The last portion of interest is in Martha's fascinating genealogy. She was not only Clara Barton's aunt (founder of the
American Red Cross) but she was Samuel Adams' grandmother (Ulrich,11& 31). Her great-great granddaughter,
Mary Hobart was a pioneer in medicine who was inspired by the stories she heard about her grandmother (Ulrich,
347).
The contributions one makes to their society can be phenomenal. Martha Ballard was one such person; yet they
rarely mention her in history books. The epitome of her diary has opened our eyes to the plight of women during the
eighteenth century and taught us that we can persevere no matter what.
Despite her public reputation as a self-sacrificing "angel of the battlefield," she was a conscious feminist, a lifelong
supporter of women's rights and women's suffrage. (Ulrich, 349)
Laurel Thatcher Ulrich spent eight years reviewing Martha's diary.
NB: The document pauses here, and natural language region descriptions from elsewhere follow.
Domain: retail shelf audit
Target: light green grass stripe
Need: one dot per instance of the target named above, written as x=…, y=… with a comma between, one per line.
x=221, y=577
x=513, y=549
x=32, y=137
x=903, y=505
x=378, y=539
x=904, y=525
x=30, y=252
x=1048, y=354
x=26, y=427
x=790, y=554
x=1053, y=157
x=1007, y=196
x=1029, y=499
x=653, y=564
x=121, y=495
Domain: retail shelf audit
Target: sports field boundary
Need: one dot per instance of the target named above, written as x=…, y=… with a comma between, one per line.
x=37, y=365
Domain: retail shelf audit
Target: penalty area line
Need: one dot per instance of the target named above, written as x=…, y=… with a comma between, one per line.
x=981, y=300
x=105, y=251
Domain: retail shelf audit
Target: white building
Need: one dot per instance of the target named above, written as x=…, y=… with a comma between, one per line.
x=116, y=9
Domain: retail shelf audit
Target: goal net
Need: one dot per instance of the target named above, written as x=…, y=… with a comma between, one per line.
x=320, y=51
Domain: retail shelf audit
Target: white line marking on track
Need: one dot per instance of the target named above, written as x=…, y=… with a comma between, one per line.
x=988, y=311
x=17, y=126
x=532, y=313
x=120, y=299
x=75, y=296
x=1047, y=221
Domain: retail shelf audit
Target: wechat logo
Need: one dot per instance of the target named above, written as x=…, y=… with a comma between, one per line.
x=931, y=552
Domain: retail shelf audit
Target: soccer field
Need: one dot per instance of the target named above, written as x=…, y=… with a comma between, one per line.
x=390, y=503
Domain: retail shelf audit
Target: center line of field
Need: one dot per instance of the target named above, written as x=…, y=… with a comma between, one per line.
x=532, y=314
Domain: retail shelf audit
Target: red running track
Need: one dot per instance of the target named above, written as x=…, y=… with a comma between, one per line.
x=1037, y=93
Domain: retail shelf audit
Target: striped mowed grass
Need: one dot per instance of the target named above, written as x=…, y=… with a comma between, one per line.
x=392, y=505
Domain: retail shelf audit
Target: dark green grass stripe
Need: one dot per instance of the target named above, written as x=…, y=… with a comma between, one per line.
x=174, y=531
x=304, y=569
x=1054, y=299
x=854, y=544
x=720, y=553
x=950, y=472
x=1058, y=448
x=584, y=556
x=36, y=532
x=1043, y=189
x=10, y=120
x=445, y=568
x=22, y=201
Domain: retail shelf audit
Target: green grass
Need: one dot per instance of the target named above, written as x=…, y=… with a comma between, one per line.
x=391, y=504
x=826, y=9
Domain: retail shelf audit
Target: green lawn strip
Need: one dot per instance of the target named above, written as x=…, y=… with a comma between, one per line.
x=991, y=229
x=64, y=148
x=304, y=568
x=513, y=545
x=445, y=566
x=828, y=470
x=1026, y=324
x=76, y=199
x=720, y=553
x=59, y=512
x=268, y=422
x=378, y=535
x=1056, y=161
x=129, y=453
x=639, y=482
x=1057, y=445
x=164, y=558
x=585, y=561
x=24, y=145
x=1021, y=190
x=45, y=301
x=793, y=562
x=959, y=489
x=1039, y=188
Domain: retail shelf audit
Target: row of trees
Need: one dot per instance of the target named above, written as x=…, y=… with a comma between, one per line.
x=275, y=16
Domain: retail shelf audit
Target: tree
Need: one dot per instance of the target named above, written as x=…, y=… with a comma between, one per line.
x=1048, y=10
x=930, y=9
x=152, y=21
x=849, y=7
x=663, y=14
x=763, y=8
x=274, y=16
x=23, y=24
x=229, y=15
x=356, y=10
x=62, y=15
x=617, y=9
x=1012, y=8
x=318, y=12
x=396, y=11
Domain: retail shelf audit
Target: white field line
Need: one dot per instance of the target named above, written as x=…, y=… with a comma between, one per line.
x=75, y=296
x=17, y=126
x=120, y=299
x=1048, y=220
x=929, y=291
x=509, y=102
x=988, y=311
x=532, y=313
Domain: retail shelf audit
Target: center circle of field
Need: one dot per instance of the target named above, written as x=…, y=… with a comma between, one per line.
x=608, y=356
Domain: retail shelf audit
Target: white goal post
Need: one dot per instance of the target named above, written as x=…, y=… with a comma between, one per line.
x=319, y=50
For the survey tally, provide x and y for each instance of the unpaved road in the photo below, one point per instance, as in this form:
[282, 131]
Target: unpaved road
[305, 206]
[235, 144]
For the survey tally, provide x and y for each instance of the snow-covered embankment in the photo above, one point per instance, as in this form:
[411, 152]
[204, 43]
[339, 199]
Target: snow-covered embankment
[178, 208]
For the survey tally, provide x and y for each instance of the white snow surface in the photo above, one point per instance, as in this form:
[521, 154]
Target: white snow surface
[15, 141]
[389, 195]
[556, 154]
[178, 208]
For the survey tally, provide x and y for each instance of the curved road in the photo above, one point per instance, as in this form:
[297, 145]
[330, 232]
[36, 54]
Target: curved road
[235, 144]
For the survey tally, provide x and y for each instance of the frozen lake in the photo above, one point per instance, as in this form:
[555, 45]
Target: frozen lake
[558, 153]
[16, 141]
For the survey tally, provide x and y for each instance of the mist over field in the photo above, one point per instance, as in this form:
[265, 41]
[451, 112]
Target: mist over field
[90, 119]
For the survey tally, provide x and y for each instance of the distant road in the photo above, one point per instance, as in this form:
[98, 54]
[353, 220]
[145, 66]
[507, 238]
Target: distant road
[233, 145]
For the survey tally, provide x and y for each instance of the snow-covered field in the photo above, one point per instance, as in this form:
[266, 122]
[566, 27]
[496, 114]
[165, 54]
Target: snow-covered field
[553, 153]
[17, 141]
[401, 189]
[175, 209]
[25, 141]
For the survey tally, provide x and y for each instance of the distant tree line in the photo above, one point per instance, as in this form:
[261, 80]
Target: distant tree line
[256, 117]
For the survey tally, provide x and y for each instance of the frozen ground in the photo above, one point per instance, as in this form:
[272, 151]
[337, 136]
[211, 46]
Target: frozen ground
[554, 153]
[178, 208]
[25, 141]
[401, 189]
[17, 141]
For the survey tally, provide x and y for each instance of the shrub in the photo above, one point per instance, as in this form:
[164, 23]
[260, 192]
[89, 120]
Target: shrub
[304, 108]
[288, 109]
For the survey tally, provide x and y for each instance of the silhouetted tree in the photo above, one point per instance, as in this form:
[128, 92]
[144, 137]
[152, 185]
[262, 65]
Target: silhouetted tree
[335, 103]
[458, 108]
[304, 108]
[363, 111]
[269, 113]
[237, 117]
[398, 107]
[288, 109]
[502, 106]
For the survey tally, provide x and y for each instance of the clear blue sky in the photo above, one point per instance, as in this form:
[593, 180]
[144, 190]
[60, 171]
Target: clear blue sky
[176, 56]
This diary would win her a Pulitzer Prize and a
grant from the National Endowment for Humanities to have this story turned into a filmed documentary (Bedford) in
1995. Marie Mullaney from Caldwell College, NJ writes, "Using passages from the diary as a starting point for each
chapter division, Ulrich explains how the seemingly trivial details of Ballard's daily life reflect and relate to
prominent themes in the history of the early republic; the role of women in the economic life of the community, the
nature of marriage and sexual relations, the scope of medical knowledge and practice" (102) to describe her views of
Ulrich's depiction.
This diary allows us to catch a rare glimpse of family events, visits to neighbors, dangerous river crossings,
childbirth, weather highlights, public scandals and ordinary workaday doings in the plain, quaint words of the person
who lived or observed them The seemingly trivial becomes fraught with meaning in the skilled hands of this
historian and what history texts typically make abstract is returned to concrete form here (Banas, 1262).
In reading Martha Ballard's diary, one can learn what it was to suffer as a woman and how to rise above all the evil's
thrown our way. One also learns patience and the reality of how our ancestors worked really hard so that our lives
would be made easier through their contributions to history via there thoughts and feelings.